The devil lies. Hell isn’t fire; it’s an icy wasteland. A tundra. it’s Siberia. I lost myself. I knew the risks, and freeze in the consequences. This is my new world. Absolute Zero. The abyss is like a familiar torturer I thought I had finally escaped.
So be it.
Chained to Gaia, your eagle devours my heart with each proclamation you make. I get torn apart by our experience each day, and yet, remain alive. Promethian. It’s the punishment I deserve for sharing my fire…..for giving all without restraint.
I blame no one. Only myself.
I thought we had lived forty years in four weeks. I aged forty years in four days. I have embraced my pain, and despair suffocated me in return. I have traversed the wasteland you have made of my heart and rebuild slowly, but surely. The ice thaws, and my season changes.

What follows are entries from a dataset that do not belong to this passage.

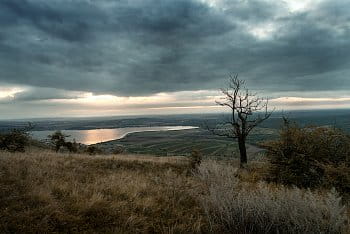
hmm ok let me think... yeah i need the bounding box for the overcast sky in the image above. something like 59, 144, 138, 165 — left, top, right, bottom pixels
0, 0, 349, 119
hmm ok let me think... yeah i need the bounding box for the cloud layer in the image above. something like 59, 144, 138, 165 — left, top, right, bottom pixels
0, 0, 349, 118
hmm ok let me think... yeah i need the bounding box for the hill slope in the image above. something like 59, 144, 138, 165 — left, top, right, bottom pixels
0, 150, 348, 233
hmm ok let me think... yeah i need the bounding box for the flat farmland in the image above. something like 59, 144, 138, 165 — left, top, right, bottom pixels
95, 127, 277, 159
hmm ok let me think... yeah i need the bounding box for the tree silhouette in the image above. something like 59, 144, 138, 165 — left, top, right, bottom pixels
211, 74, 273, 167
49, 131, 69, 152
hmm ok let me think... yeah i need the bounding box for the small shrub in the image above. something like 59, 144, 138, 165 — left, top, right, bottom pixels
86, 145, 102, 155
113, 145, 125, 154
49, 132, 79, 153
323, 164, 350, 199
65, 139, 79, 153
189, 149, 202, 171
196, 162, 349, 234
49, 131, 69, 152
0, 129, 29, 152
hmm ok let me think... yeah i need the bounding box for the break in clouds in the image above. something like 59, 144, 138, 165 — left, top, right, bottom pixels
0, 0, 350, 117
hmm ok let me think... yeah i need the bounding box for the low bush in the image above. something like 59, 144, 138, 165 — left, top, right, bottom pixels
49, 131, 69, 152
189, 149, 202, 171
65, 140, 79, 153
0, 129, 29, 152
113, 145, 125, 154
262, 119, 350, 196
86, 145, 102, 155
196, 162, 349, 234
48, 131, 81, 153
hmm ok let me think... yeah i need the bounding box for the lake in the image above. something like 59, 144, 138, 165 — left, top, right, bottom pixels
31, 126, 198, 145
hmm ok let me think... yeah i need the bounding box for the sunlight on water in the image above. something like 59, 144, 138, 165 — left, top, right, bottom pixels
31, 126, 197, 145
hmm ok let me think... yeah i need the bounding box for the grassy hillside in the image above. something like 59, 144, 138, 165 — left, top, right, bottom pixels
0, 150, 208, 233
0, 150, 348, 233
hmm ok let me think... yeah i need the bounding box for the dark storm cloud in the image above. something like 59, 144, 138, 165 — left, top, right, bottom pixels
0, 0, 97, 42
0, 0, 349, 98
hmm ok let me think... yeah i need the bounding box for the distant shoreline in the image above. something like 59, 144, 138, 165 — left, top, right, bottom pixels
30, 126, 199, 145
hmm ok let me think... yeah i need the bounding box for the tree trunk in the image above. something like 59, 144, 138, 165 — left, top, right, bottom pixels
238, 137, 247, 167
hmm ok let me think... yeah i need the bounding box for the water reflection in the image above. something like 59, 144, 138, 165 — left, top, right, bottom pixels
31, 126, 197, 145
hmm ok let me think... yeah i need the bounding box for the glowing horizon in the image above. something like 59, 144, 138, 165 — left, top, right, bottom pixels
1, 85, 350, 119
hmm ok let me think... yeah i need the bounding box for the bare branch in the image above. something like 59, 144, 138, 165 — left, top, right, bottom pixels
210, 74, 274, 165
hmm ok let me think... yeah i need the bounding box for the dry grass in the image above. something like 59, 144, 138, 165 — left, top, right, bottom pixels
0, 150, 349, 233
0, 150, 206, 233
196, 161, 350, 234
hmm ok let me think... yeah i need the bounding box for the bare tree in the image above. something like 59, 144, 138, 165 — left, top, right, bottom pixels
210, 74, 273, 167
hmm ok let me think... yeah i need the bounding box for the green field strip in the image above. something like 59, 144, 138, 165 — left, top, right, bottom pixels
161, 142, 196, 151
211, 147, 226, 155
201, 146, 225, 155
172, 143, 201, 153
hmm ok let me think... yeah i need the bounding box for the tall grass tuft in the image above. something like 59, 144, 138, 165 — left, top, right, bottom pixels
196, 161, 350, 234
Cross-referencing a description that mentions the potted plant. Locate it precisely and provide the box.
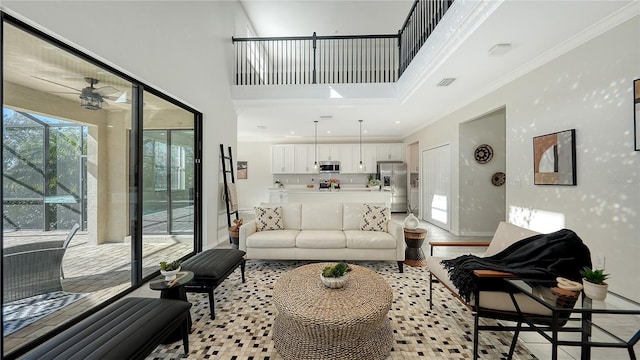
[320,262,351,289]
[580,266,610,300]
[368,178,381,190]
[160,260,182,281]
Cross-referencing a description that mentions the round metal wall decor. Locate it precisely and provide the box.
[474,144,494,164]
[491,172,506,186]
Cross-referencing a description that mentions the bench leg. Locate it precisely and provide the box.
[181,318,190,354]
[208,287,216,320]
[397,261,404,273]
[241,259,246,283]
[429,272,433,310]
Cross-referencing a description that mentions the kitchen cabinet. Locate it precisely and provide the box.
[339,144,356,173]
[294,144,317,174]
[357,144,377,174]
[317,144,341,161]
[271,142,403,174]
[409,143,419,173]
[376,143,404,161]
[269,189,288,203]
[271,145,295,174]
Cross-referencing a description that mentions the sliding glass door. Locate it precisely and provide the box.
[2,15,201,357]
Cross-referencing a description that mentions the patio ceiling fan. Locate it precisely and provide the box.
[32,76,128,110]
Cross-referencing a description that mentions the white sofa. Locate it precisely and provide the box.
[239,203,406,272]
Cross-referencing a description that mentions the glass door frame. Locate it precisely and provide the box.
[0,11,203,324]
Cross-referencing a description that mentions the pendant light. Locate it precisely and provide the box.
[313,120,319,169]
[358,120,363,169]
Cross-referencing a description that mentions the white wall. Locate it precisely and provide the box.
[236,142,272,210]
[3,1,240,248]
[405,16,640,300]
[458,108,506,235]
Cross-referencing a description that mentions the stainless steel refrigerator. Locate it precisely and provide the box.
[377,162,407,212]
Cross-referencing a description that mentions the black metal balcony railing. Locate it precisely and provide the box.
[399,0,453,76]
[232,0,453,86]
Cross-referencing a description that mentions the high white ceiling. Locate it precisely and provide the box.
[236,0,637,143]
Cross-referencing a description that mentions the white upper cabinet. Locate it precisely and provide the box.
[294,144,318,174]
[317,144,341,161]
[358,144,377,174]
[271,142,403,174]
[339,144,356,174]
[271,145,295,174]
[376,143,404,161]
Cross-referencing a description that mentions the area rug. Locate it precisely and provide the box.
[147,260,536,359]
[3,291,89,335]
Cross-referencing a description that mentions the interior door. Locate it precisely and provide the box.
[421,144,451,231]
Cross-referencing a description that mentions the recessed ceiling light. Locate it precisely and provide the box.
[488,43,512,56]
[437,78,456,86]
[289,131,295,134]
[326,130,331,134]
[395,121,401,124]
[363,130,368,133]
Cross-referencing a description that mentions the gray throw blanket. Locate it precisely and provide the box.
[441,228,591,302]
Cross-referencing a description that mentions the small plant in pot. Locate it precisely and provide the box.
[160,260,182,281]
[320,262,351,289]
[580,266,610,301]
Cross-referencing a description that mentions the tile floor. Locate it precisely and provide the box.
[4,214,640,359]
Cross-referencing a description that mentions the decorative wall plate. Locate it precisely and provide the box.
[474,144,494,164]
[491,172,506,186]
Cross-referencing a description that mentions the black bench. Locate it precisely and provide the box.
[23,297,191,360]
[181,248,246,319]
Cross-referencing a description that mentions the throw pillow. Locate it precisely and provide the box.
[254,206,285,231]
[360,204,390,232]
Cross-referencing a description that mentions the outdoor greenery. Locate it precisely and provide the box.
[3,108,85,230]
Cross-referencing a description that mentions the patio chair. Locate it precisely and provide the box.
[2,223,80,302]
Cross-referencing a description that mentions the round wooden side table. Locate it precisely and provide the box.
[403,228,427,267]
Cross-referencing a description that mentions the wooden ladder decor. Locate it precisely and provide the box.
[220,144,239,243]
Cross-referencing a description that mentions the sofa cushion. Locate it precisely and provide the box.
[296,230,346,248]
[301,203,343,230]
[344,230,396,249]
[255,206,284,231]
[260,203,302,230]
[246,230,299,248]
[359,204,390,232]
[428,256,551,315]
[343,203,385,230]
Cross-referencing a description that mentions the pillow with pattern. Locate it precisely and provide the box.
[360,203,390,232]
[254,206,285,231]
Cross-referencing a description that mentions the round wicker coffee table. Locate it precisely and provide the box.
[273,263,393,360]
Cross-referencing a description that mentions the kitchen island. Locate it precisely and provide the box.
[269,187,391,208]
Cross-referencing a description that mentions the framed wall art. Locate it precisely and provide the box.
[533,129,576,186]
[634,79,640,151]
[237,161,248,179]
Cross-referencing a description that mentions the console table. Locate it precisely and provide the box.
[506,279,640,360]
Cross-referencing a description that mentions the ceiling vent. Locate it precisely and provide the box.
[436,78,456,87]
[488,43,512,56]
[319,115,333,121]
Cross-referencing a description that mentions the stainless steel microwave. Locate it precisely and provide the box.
[319,161,341,173]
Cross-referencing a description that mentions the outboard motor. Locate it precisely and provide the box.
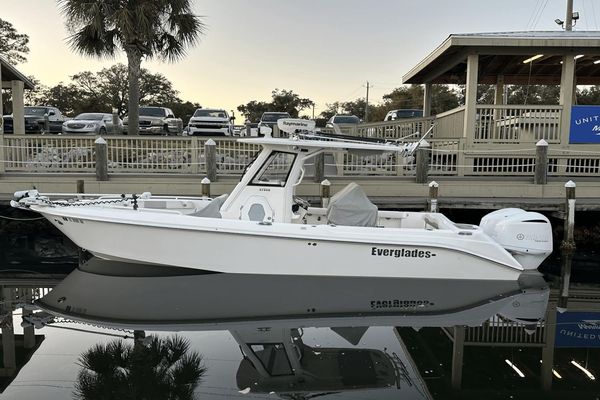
[480,208,553,270]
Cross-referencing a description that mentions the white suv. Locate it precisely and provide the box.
[187,108,232,136]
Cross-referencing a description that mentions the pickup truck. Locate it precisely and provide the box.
[2,106,68,134]
[187,108,233,136]
[123,106,183,135]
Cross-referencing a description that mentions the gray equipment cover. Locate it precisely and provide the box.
[326,182,378,227]
[191,194,228,218]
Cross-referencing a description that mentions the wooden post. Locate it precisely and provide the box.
[463,54,479,147]
[541,303,558,391]
[423,82,432,117]
[205,139,217,182]
[534,139,548,185]
[95,137,108,181]
[557,251,572,314]
[245,119,251,137]
[112,108,119,134]
[11,81,25,135]
[43,113,50,134]
[415,140,430,184]
[76,179,85,194]
[22,289,35,349]
[320,179,331,208]
[2,288,16,373]
[451,326,465,390]
[428,181,439,212]
[562,180,576,250]
[314,152,325,183]
[201,177,211,197]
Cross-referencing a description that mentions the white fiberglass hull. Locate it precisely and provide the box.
[34,205,525,281]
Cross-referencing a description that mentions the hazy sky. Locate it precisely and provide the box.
[3,0,598,116]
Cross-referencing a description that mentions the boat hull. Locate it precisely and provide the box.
[37,207,524,281]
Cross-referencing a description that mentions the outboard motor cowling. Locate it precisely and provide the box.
[480,208,553,270]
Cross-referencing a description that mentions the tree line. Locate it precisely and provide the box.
[3,15,600,129]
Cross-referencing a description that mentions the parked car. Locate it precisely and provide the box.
[122,106,183,135]
[326,114,360,127]
[62,113,123,135]
[383,109,423,121]
[187,108,233,136]
[2,106,68,134]
[257,112,291,135]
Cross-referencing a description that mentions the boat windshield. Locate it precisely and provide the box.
[249,343,293,376]
[251,151,296,186]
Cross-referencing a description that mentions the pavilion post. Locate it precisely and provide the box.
[463,54,479,146]
[11,80,25,135]
[423,82,432,117]
[559,55,576,147]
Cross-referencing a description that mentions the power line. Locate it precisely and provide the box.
[532,0,550,29]
[525,0,544,30]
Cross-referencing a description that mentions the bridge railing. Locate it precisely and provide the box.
[2,134,600,180]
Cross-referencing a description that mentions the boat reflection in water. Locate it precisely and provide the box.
[35,257,549,332]
[24,257,550,398]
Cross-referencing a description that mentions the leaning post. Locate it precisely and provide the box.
[320,179,331,208]
[415,140,430,184]
[201,177,211,198]
[205,139,217,182]
[534,139,548,185]
[95,136,109,181]
[428,181,439,212]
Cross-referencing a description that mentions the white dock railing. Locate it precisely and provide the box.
[474,105,562,144]
[2,133,600,179]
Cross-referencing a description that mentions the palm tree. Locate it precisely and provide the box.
[58,0,205,135]
[75,335,206,399]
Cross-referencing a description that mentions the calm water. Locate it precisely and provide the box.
[0,221,599,399]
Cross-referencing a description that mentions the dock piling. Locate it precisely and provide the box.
[205,139,217,182]
[94,137,108,181]
[534,139,548,185]
[43,113,49,134]
[201,177,211,198]
[428,181,439,212]
[76,179,84,194]
[562,180,576,250]
[112,108,119,134]
[416,140,430,184]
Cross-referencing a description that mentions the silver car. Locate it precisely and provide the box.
[62,113,123,135]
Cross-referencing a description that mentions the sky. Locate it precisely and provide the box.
[2,0,599,117]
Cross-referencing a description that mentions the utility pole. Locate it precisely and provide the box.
[565,0,574,31]
[364,81,370,122]
[312,103,315,119]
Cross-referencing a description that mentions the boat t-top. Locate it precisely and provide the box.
[12,119,553,281]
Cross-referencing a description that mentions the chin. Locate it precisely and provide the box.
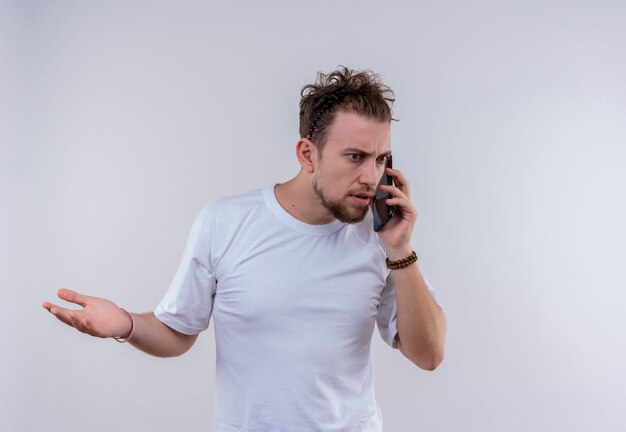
[337,206,370,224]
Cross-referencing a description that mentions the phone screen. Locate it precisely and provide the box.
[372,155,394,232]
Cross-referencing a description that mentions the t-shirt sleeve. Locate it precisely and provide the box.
[154,211,216,335]
[376,269,439,349]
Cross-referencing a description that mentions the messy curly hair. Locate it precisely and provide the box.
[299,66,396,152]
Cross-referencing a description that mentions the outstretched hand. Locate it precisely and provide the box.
[42,289,132,339]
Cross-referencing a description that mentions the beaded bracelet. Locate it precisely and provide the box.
[114,308,135,343]
[386,250,418,270]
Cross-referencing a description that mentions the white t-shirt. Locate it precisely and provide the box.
[155,185,436,432]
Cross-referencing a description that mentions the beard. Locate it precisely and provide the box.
[312,179,370,224]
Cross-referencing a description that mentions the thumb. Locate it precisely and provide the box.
[57,288,88,307]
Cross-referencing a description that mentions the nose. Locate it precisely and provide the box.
[358,158,381,188]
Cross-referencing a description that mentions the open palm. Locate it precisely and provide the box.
[42,288,131,338]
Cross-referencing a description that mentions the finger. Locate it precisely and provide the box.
[386,166,406,179]
[386,168,411,196]
[386,197,416,214]
[388,168,409,190]
[44,303,81,328]
[42,300,67,314]
[385,196,418,220]
[379,183,408,201]
[57,288,88,307]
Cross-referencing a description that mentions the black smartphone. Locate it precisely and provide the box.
[372,155,394,232]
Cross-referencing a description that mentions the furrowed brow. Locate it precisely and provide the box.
[344,148,392,158]
[344,148,370,156]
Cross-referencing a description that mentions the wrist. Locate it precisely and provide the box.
[386,250,418,270]
[385,245,413,261]
[114,308,135,343]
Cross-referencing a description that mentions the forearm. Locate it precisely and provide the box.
[127,312,198,357]
[392,261,446,370]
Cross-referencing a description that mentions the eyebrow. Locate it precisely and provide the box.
[344,148,392,158]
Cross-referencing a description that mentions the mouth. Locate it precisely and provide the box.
[349,193,374,207]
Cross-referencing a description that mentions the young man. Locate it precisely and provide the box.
[43,67,446,431]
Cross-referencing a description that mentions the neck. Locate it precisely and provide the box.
[274,171,335,225]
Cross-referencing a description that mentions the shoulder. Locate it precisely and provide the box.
[196,188,264,222]
[191,187,269,242]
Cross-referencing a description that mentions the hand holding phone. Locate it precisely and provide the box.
[372,155,394,232]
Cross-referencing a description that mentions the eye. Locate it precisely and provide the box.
[347,153,363,162]
[376,155,389,164]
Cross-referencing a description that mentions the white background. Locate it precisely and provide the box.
[2,1,625,431]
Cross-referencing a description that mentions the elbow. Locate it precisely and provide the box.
[415,349,444,371]
[397,325,447,371]
[402,342,445,371]
[149,346,192,358]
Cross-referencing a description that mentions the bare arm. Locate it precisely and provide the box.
[127,311,197,357]
[377,166,447,370]
[42,288,197,357]
[390,260,446,370]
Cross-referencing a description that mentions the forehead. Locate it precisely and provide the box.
[325,110,391,153]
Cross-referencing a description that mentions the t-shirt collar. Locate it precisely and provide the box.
[263,184,345,236]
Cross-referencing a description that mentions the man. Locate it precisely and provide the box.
[43,67,446,431]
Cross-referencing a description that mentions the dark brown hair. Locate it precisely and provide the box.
[299,66,396,151]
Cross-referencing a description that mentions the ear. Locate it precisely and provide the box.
[295,138,318,174]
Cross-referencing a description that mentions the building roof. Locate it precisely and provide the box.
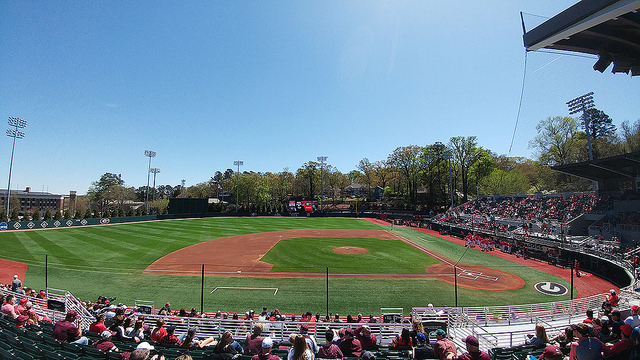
[552,151,640,190]
[523,0,640,75]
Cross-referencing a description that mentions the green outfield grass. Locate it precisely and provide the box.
[0,217,574,314]
[261,237,440,273]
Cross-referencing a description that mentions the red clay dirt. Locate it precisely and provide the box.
[143,228,523,290]
[365,218,619,298]
[333,246,368,254]
[0,258,28,288]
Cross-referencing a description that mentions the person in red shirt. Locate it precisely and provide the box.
[160,325,181,346]
[252,337,282,360]
[452,336,490,360]
[52,310,89,345]
[150,318,167,343]
[355,325,377,349]
[607,324,633,355]
[94,330,119,352]
[89,313,108,334]
[244,323,265,355]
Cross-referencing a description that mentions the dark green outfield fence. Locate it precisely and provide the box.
[0,215,158,231]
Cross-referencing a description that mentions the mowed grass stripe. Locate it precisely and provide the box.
[261,237,440,273]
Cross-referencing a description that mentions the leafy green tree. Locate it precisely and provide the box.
[620,119,640,153]
[63,209,70,219]
[136,207,143,216]
[529,116,583,166]
[387,145,422,203]
[43,209,52,221]
[0,209,7,222]
[84,208,92,219]
[448,136,480,202]
[10,209,19,221]
[53,210,62,220]
[103,208,111,218]
[357,158,375,198]
[480,168,530,195]
[295,162,319,198]
[32,208,41,221]
[127,208,134,217]
[74,210,82,219]
[87,172,125,211]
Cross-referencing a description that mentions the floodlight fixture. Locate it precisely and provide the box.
[6,117,28,217]
[234,160,243,214]
[144,150,157,209]
[567,92,596,161]
[317,156,327,213]
[150,168,161,203]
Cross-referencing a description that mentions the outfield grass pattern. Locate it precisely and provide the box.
[0,217,574,314]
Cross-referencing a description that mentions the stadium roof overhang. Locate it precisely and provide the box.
[552,151,640,185]
[523,0,640,76]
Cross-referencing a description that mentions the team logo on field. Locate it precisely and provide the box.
[534,282,568,296]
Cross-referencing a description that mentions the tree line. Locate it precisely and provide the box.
[78,109,638,215]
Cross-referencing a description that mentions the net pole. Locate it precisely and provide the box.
[201,264,205,314]
[326,266,329,317]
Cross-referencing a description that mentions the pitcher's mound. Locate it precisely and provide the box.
[333,246,368,254]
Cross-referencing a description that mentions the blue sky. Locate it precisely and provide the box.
[1,1,638,195]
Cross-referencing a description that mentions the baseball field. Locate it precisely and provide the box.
[0,216,606,315]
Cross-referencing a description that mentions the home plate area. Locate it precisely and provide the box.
[457,269,498,282]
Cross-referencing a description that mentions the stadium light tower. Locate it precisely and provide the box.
[567,92,595,161]
[443,149,454,209]
[234,160,243,214]
[150,168,160,202]
[6,117,27,217]
[317,156,327,213]
[144,150,156,210]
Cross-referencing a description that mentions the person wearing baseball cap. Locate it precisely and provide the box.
[52,309,89,345]
[414,332,434,360]
[570,323,611,360]
[538,345,563,360]
[252,337,281,360]
[606,324,633,356]
[433,329,456,360]
[450,336,490,360]
[624,305,640,328]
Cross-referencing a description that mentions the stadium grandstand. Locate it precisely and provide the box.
[1,1,640,359]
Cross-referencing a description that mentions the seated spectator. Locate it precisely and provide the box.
[390,328,413,349]
[433,329,456,360]
[413,332,434,360]
[525,325,549,348]
[338,328,362,357]
[214,330,243,355]
[94,330,119,352]
[15,314,28,328]
[90,313,108,334]
[539,345,563,360]
[289,334,314,360]
[583,310,595,324]
[624,305,640,328]
[181,327,216,349]
[606,324,633,355]
[253,337,282,360]
[300,323,319,354]
[318,329,343,360]
[26,309,40,327]
[569,323,611,360]
[451,336,489,360]
[14,297,27,315]
[52,310,89,345]
[127,319,146,340]
[150,318,167,343]
[245,323,265,355]
[1,294,18,318]
[410,320,426,345]
[111,317,140,343]
[355,324,377,349]
[160,325,181,346]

There is no period of change that does not come with pain. The birth of a new era tears the old apart like a child does to its mother. I submit to my pain like it’s a crippled god, swept away in a chaos of my making. In limbo. The deaths have stopped; reincarnation is complete. Like a toddler, I crawl once more, screaming inside, but as an adult, I smile to the world while gritting my teeth. I stumble and fall, weakened and vulnerable, but each wound hardens pain into resolve. These scars will heal.
I am strong; stronger than anyone else I know. I will walk tall again, with a true smile on my face.